L’autre jour, l’Espace Richterbuxtorf, à Lausanne, vernissait Venus pour rire, exposition conjointe de Mix & Remix et de Louiza, sa fille. Le père trempe son pinceau dans l’encre la plus noire pour renouer avec le geste paléolithique de ses débuts. Il est difficile de dissocier ces œuvres puissantes de son état de santé. Par exemple Joyeuses Pâques: unies par des filaments, deux figures ovoïdes, l’une chétive et jaune, l’autre forte, rouge et en colère, semblent symboliser le lien entre l’être et la tumeur.

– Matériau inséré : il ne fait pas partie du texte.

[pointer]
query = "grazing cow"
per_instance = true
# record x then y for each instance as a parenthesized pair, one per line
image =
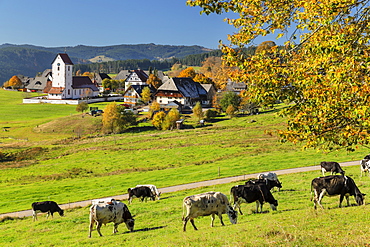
(209, 203)
(249, 193)
(142, 192)
(332, 167)
(335, 185)
(365, 166)
(114, 211)
(48, 206)
(153, 188)
(270, 176)
(269, 183)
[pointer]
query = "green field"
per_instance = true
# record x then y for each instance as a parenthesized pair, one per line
(63, 157)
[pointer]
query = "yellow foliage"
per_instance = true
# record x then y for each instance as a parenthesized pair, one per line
(322, 70)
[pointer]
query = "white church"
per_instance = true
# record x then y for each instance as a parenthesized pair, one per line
(65, 86)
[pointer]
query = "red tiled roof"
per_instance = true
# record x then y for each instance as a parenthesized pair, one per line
(83, 82)
(56, 90)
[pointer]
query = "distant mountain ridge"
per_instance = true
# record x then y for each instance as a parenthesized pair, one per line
(30, 59)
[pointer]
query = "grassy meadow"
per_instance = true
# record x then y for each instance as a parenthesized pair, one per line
(62, 156)
(159, 223)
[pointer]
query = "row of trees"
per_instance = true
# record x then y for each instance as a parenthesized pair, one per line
(323, 69)
(13, 82)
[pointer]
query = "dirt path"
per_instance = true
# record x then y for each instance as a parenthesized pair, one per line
(27, 213)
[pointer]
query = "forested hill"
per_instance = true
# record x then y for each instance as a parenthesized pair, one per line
(28, 60)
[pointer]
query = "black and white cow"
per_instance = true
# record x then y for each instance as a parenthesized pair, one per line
(142, 192)
(365, 166)
(209, 203)
(335, 185)
(153, 188)
(332, 167)
(49, 207)
(269, 183)
(270, 177)
(114, 211)
(258, 193)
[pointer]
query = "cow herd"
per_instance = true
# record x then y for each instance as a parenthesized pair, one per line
(216, 203)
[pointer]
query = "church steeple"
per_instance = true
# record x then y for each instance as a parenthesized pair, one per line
(62, 68)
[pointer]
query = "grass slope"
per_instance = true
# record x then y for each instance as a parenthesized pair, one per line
(159, 223)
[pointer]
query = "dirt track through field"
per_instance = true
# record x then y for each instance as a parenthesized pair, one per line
(27, 213)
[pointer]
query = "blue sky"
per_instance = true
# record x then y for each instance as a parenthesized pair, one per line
(52, 23)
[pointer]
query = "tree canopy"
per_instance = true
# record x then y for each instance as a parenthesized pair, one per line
(323, 69)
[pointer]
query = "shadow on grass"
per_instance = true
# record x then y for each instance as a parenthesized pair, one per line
(148, 229)
(167, 197)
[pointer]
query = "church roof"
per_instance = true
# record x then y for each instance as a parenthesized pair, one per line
(56, 90)
(65, 58)
(83, 82)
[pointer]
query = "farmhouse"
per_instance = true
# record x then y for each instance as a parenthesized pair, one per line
(98, 80)
(38, 83)
(132, 95)
(181, 89)
(66, 86)
(136, 77)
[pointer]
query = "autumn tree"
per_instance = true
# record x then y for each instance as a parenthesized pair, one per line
(323, 69)
(146, 95)
(175, 70)
(14, 82)
(188, 72)
(155, 106)
(214, 68)
(154, 81)
(198, 111)
(202, 79)
(158, 119)
(110, 84)
(116, 119)
(229, 98)
(169, 122)
(230, 111)
(82, 106)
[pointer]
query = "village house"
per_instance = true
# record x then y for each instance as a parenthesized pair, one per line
(98, 80)
(211, 92)
(132, 95)
(183, 90)
(66, 86)
(236, 87)
(136, 77)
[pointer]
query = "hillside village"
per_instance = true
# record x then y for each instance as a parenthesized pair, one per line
(62, 87)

Pour le galeriste Gilles Richter, ces derniers traits arrachés par Mix à la nuit sont comme l’accord brutal et définitif qu’un vieux rockeur plaque sur sa guitare. La comparaison est parfaite. D’ultimes griffures, fortes comme le riff de London Calling. Trente ans de rock’n’roll dans les pognes...
La foule des grands soirs se pressait à Richterbuxtorf. Il y avait là ceux qui, au XXe siècle, faisaient L’Hebdo et la Dolce Vita, Vibrations et Good Boy, et même Philippe Geluck, passé en voisin bruxellois. Mix est arrivé plus tard. Il s’est assis au fond, souffle court. Les amis allaient le saluer comme on rend hommage à un astre qui s’éteint. La semaine suivante, Philippe Becquelin entrait à l’hôpital. Il s’est éteint le 19 décembre 2016.
La bouche d’ombre de la baleine griffée sur un tableau noir en 1961 a fini par engloutir Mix, le seul à même de rendre le sourire à l’époque. Le monde a perdu un génie, nous pleurons un ami.